The raises, which include an immediate increase to a minimum starting salary of $18 to $21 an hour, are designed to help employees deal with persistent inflation, and to help the company attract and retain top talent, lessening employee turnover.
Some salaried workers will receive increased merit raises as well.
In some cases, workers will be getting an immediate raise of 60%. The raises apply to 95 job classifications, including cooks, housekeepers, front desk clerks, security workers and cage cashiers.
"We looked at all the starting salaries of all our (front) line employees, certainly recognizing the economic conditions that have been going on," said Jim Allen, the company's chairman and CEO. "We just wanted to do something to really help out and show appreciation to our employees. We're trying to find the highest quality employees, thanking them for their efforts and recognizing that with compensation."
Hard Rock said the raises will go to half its U.S. workforce.
"It will give Hard Rock a competitive advantage at a time when labor is relatively tight," said David Schwartz, a gambling historian at the University of Nevada, Las Vegas. "The service industry may be at a crossroads, and raising pay is one way to attract excellent employees."
It comes as wages in the casino industry, as in many others, are increasing due to several factors including a shortage of workers and rising salaries in other fields that are luring casino workers.
File: A sign welcomes people May 11, 2004 during the grand opening for the Seminole Hard Rock Hotel and Casino in Hollywood, Florida. (Photo by Joe Raedle/Getty Images)
In July, the main casino workers union in Atlantic City reached what it termed an "historic" contract with the city's nine casinos, providing for the largest salary increases ever granted in a casino pact in New Jersey. It provides for an $18 hourly starting rate, and classifications such as housekeeping will earn $22 an hour in the fourth year of the deal.
Bob McDevitt, president of Local 54 of the Unite Here union that negotiated the Atlantic City contract, said Hard Rock's setting of a national salary scale "is a great move."
"It's going to have a big impact everywhere they operate," he said.
Representatives of several other national casino companies did not respond to inquiries Monday about their pay rates.

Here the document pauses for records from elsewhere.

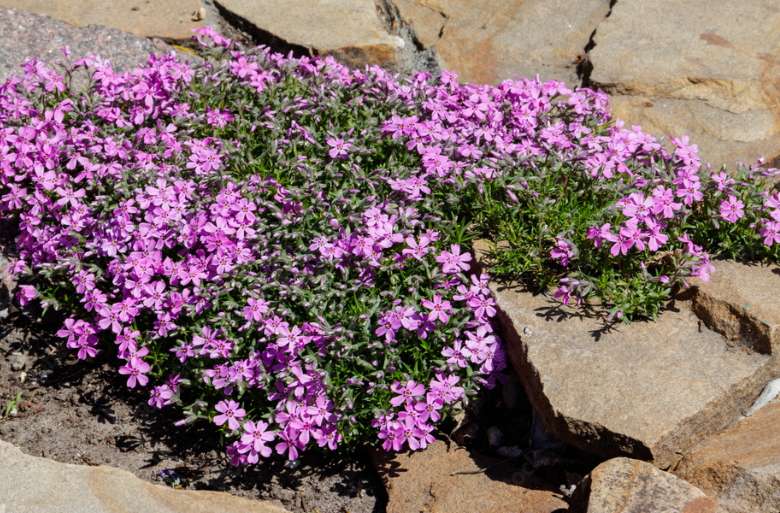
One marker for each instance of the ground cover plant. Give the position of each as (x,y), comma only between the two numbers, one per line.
(281,246)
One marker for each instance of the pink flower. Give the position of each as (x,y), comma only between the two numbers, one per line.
(254,439)
(230,413)
(135,368)
(562,252)
(454,262)
(407,392)
(338,147)
(732,210)
(771,232)
(438,309)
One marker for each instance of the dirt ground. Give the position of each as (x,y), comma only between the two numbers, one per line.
(82,412)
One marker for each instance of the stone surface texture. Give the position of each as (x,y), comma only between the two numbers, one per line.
(349,30)
(741,301)
(423,481)
(623,485)
(168,19)
(39,485)
(25,35)
(740,468)
(493,40)
(705,69)
(426,21)
(642,390)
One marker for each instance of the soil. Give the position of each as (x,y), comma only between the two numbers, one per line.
(81,412)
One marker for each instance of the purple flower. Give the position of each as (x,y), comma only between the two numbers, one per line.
(438,309)
(407,392)
(453,262)
(338,148)
(230,413)
(254,439)
(732,210)
(135,368)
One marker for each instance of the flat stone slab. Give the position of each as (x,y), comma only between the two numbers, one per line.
(705,69)
(643,390)
(39,485)
(623,485)
(167,19)
(487,41)
(349,30)
(741,301)
(740,468)
(424,481)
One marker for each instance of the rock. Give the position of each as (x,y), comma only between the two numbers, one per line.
(426,21)
(740,301)
(37,485)
(740,468)
(771,391)
(167,19)
(490,41)
(349,30)
(24,35)
(704,69)
(642,390)
(423,481)
(623,485)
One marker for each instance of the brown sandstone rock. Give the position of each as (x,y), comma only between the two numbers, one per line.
(705,69)
(349,30)
(493,40)
(427,22)
(423,481)
(39,485)
(741,301)
(643,390)
(167,19)
(740,468)
(623,485)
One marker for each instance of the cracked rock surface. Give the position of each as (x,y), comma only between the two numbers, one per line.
(349,30)
(705,69)
(644,390)
(740,468)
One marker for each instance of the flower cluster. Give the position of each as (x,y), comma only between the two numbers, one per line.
(289,240)
(262,258)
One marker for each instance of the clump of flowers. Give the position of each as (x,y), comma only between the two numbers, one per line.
(282,245)
(235,226)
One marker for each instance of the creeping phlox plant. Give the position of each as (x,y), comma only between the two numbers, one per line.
(236,227)
(288,240)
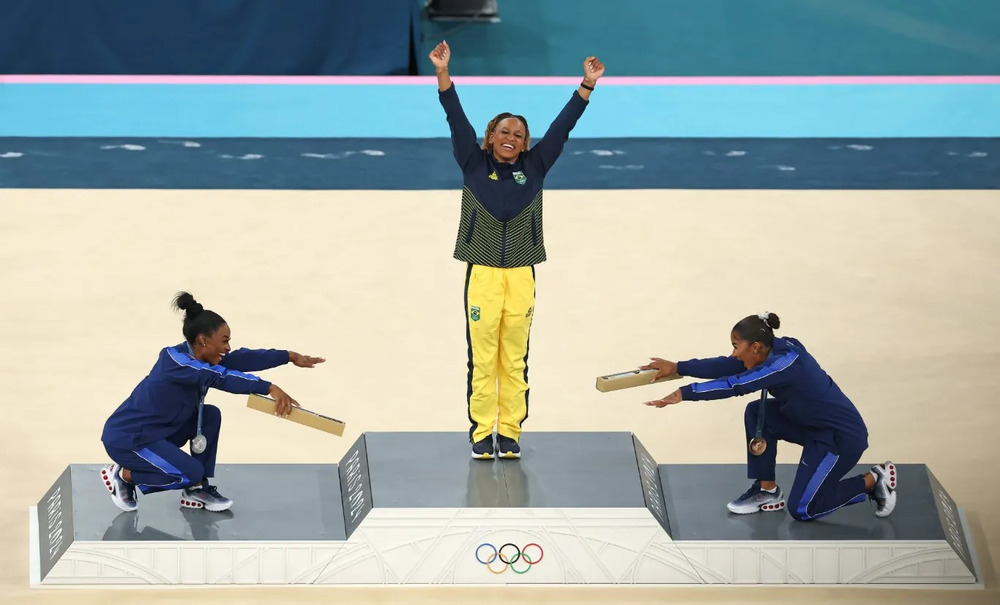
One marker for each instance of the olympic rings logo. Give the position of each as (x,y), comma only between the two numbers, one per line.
(508,559)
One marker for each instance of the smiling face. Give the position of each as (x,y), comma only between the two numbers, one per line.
(211,348)
(508,139)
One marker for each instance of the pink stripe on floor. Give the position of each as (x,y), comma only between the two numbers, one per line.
(501,80)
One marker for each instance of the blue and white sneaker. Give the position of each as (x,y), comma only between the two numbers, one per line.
(507,447)
(484,448)
(884,491)
(755,500)
(122,492)
(205,496)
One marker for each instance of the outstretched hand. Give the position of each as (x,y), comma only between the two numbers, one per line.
(670,399)
(662,366)
(592,69)
(304,361)
(440,55)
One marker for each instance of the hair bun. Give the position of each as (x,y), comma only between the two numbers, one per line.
(186,302)
(771,320)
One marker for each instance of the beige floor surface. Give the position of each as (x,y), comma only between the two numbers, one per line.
(896,293)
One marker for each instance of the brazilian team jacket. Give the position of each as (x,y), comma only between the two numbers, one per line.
(801,391)
(169,395)
(501,224)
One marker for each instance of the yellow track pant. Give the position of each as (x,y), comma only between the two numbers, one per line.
(499,305)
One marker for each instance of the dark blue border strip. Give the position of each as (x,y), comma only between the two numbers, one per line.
(415,164)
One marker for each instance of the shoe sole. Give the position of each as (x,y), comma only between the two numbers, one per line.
(891,478)
(110,485)
(890,475)
(767,508)
(214,508)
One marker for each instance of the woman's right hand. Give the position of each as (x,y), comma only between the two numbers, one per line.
(440,56)
(283,403)
(662,367)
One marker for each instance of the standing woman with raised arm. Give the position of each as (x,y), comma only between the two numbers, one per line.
(500,239)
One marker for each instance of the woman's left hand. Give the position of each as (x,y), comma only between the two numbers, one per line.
(592,69)
(670,399)
(304,361)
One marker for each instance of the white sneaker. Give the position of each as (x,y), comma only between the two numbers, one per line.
(884,491)
(122,492)
(755,500)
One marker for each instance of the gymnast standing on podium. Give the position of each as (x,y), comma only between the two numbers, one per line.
(500,239)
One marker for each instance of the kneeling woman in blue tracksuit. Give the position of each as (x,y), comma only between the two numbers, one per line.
(806,407)
(144,435)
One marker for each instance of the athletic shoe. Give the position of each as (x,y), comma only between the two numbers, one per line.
(483,449)
(206,496)
(122,492)
(884,491)
(508,447)
(755,500)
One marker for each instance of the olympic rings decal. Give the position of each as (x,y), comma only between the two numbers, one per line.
(508,559)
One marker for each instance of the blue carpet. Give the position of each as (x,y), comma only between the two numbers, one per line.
(408,164)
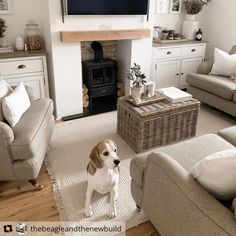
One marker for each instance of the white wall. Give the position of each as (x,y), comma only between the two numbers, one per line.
(219,25)
(22,11)
(170,21)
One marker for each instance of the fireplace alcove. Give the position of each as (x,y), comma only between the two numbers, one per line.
(123,38)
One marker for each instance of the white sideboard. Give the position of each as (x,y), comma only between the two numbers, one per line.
(171,63)
(31,68)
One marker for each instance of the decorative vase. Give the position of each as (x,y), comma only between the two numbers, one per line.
(136,94)
(190,27)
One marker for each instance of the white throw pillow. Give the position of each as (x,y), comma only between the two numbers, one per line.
(217,174)
(224,64)
(5,90)
(15,104)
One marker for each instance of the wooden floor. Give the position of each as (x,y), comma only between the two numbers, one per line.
(28,204)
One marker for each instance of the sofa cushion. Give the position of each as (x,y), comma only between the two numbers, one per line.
(15,104)
(224,64)
(187,153)
(5,90)
(29,132)
(217,85)
(229,134)
(216,173)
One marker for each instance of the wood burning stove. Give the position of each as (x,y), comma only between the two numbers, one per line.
(100,77)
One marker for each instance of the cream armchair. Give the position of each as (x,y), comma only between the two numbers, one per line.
(216,91)
(23,147)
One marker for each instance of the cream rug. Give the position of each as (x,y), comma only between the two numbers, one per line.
(71,144)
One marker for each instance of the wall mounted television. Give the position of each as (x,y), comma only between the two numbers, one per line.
(107,7)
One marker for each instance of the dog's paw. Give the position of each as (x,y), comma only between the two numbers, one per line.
(88,213)
(112,214)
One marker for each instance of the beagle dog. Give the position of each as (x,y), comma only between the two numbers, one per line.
(103,175)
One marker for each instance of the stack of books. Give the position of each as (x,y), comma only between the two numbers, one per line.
(6,49)
(175,95)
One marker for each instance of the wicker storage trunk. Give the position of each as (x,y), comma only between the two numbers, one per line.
(156,124)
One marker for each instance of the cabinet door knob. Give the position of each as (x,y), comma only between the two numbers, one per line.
(21,66)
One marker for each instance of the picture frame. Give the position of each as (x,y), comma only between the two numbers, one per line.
(162,6)
(175,6)
(5,7)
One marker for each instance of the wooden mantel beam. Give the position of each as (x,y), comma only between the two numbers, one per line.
(103,35)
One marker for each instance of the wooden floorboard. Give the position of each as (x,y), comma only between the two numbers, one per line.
(28,204)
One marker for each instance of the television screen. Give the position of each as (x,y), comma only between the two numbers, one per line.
(107,7)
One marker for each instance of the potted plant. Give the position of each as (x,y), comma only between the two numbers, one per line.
(190,25)
(3,28)
(138,79)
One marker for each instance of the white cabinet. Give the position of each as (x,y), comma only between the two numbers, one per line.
(171,64)
(167,73)
(32,70)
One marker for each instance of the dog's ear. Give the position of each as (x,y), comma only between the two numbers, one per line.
(94,156)
(91,169)
(111,142)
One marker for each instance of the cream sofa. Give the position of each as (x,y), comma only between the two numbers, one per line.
(216,91)
(171,199)
(23,147)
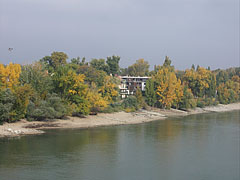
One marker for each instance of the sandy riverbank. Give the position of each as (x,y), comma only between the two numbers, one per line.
(24,127)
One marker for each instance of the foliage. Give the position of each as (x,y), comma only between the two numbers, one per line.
(97,102)
(92,75)
(7,106)
(23,95)
(139,97)
(150,94)
(50,108)
(113,64)
(130,103)
(9,75)
(55,60)
(109,89)
(140,68)
(99,64)
(198,81)
(37,78)
(187,100)
(169,88)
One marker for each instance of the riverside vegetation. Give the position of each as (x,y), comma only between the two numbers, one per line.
(53,88)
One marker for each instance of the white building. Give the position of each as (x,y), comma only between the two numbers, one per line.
(129,84)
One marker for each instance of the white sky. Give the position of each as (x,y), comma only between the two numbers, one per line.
(204,32)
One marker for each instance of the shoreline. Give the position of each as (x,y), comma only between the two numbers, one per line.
(25,127)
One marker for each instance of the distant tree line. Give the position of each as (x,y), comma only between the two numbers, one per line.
(52,87)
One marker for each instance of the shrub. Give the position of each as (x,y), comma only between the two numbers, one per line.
(130,102)
(116,107)
(8,106)
(50,108)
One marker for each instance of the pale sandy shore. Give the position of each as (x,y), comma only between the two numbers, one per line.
(24,127)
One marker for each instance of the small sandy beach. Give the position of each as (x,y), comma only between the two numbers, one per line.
(24,127)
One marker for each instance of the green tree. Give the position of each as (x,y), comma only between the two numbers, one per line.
(37,78)
(187,100)
(140,68)
(113,63)
(99,64)
(55,60)
(150,93)
(139,97)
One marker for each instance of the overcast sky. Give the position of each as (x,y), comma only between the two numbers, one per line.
(204,32)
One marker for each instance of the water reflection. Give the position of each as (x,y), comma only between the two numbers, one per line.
(195,147)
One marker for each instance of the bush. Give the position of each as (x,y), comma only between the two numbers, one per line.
(130,102)
(200,103)
(50,108)
(8,107)
(116,107)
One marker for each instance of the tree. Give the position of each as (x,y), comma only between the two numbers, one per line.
(92,75)
(9,75)
(50,108)
(139,97)
(37,77)
(150,92)
(167,64)
(109,90)
(187,100)
(167,87)
(7,106)
(140,68)
(55,60)
(198,81)
(59,58)
(99,64)
(113,63)
(97,102)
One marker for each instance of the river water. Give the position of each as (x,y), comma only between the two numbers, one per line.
(196,147)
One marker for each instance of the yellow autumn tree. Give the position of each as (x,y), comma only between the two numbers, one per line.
(169,89)
(198,81)
(9,75)
(109,89)
(97,102)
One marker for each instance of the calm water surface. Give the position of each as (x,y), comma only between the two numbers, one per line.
(199,147)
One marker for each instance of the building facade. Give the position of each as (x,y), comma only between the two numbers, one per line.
(129,85)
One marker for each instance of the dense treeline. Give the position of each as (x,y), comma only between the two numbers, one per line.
(54,88)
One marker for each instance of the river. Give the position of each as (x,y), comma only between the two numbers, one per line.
(196,147)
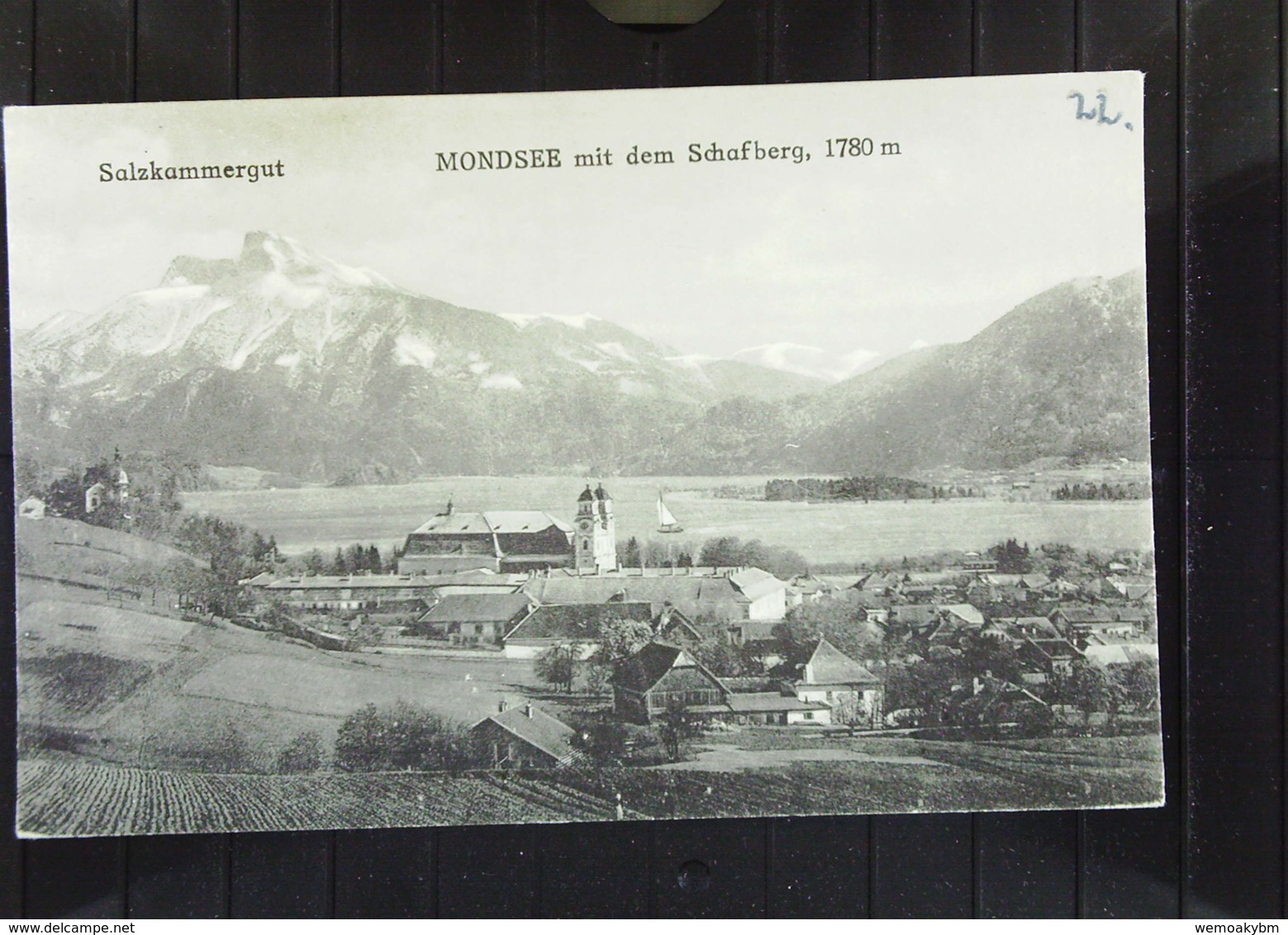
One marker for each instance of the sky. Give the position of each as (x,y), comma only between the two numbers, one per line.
(1000,192)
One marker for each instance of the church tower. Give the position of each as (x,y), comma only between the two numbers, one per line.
(596,537)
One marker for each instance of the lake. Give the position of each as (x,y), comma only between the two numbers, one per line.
(326,517)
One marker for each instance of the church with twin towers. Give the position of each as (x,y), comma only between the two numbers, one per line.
(516,541)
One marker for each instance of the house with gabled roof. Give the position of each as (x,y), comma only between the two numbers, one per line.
(832,677)
(993,701)
(474,619)
(525,737)
(496,540)
(661,675)
(569,625)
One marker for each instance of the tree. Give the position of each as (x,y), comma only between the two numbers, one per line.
(558,666)
(302,755)
(724,660)
(1087,689)
(603,743)
(402,737)
(921,686)
(1138,684)
(675,725)
(620,639)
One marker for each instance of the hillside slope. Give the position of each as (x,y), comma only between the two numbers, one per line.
(1062,375)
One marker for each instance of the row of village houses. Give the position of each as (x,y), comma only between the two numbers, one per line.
(829,688)
(525,615)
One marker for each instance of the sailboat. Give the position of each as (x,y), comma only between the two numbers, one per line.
(665,520)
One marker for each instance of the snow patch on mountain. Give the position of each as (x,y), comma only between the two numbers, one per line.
(414,352)
(501,382)
(615,349)
(523,321)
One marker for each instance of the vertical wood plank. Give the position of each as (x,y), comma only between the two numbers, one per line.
(488,872)
(1232,193)
(728,48)
(16,88)
(818,868)
(585,50)
(594,871)
(921,867)
(921,39)
(178,876)
(11,849)
(815,41)
(709,868)
(286,50)
(17,20)
(84,52)
(1020,39)
(492,46)
(200,67)
(281,876)
(1025,863)
(1235,847)
(1234,396)
(388,46)
(1131,859)
(69,879)
(384,873)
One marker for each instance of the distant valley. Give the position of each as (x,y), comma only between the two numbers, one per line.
(306,368)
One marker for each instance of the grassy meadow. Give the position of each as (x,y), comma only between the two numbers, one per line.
(325,517)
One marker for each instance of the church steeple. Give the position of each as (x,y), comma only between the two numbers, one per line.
(596,536)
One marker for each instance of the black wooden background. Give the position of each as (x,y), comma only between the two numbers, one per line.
(1214,116)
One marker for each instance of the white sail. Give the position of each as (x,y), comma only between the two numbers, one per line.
(665,520)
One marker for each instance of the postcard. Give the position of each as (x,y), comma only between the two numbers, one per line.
(582,456)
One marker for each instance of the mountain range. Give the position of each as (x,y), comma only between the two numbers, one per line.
(290,362)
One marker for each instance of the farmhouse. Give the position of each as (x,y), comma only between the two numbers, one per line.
(852,692)
(569,625)
(361,593)
(832,686)
(473,619)
(658,676)
(580,625)
(525,738)
(700,594)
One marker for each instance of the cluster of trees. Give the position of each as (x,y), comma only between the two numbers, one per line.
(654,554)
(864,488)
(403,737)
(730,550)
(619,639)
(1130,491)
(1011,557)
(356,559)
(151,510)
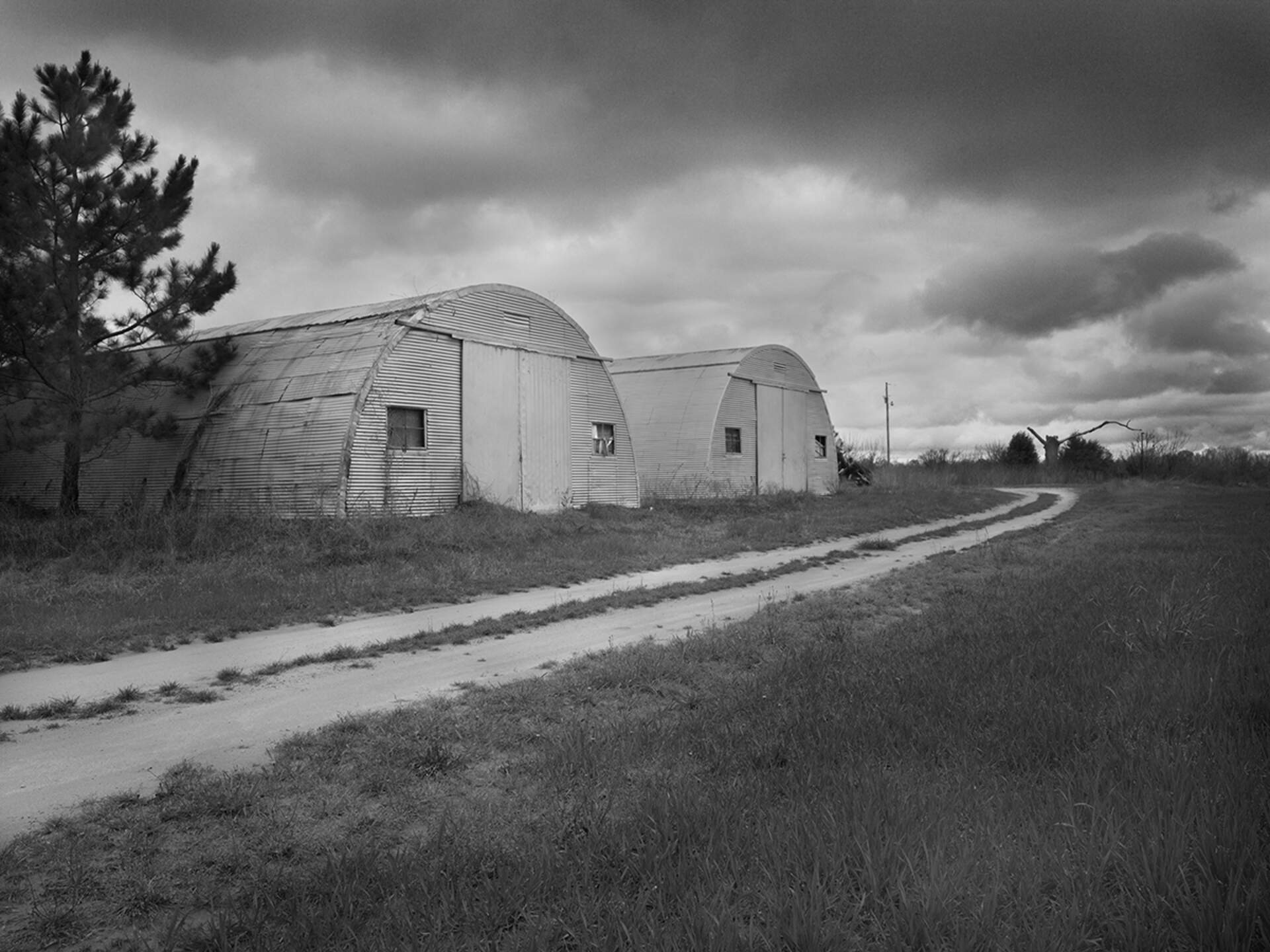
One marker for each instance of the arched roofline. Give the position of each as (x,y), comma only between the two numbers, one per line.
(786,350)
(396,309)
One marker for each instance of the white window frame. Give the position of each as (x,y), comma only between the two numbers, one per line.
(603,440)
(405,429)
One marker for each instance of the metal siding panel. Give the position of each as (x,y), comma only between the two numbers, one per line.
(493,317)
(492,424)
(422,371)
(544,432)
(769,447)
(597,479)
(734,473)
(672,415)
(822,475)
(796,447)
(763,366)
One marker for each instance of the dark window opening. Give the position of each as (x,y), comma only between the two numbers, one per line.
(603,442)
(408,428)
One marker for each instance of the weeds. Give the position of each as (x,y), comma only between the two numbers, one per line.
(996,772)
(87,588)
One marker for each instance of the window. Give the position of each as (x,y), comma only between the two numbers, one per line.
(603,442)
(408,428)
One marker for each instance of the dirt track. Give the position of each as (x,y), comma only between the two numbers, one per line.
(46,772)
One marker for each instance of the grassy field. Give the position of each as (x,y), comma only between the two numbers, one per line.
(1060,740)
(83,589)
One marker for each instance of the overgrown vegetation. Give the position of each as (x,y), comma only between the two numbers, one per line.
(1151,456)
(1068,748)
(85,588)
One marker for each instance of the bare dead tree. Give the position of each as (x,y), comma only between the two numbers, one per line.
(1053,444)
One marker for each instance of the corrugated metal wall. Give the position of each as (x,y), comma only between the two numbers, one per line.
(679,407)
(734,473)
(277,432)
(422,371)
(545,423)
(296,422)
(497,314)
(671,413)
(770,444)
(599,479)
(492,423)
(795,444)
(822,473)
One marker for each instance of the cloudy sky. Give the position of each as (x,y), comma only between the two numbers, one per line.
(1019,212)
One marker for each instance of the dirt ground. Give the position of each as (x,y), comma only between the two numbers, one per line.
(50,767)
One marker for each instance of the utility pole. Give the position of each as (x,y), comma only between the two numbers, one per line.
(888,404)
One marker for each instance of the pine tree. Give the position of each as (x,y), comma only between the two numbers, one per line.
(83,219)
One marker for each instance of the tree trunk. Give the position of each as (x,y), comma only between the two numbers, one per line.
(69,502)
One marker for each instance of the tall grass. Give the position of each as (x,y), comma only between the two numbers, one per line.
(81,589)
(1070,748)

The $18 hourly starting salary announced Monday by Hard Rock is 2 1/2 times the federal minimum wage of $7.25 an hour, and exceeds the local minimum wage in every state in which the company operates, Allen said.
An entry-level worker in Florida, for example, will receive an immediate pay increase of $8 to $11 an hour above the state’s $10 an hour minimum wage. The hourly rate increase equates to more than $16,000 per year.
In Atlantic City, an entry-level hire will receive up to $6 an hour above the state’s $13 an hour minimum wage. That equates to an annual raise of more than $10,000, going from $27,040 to $37,440, the company said.
Hard Rock is owned by the Seminole Indian tribe of Florida. It has 265 locations in 70 countries.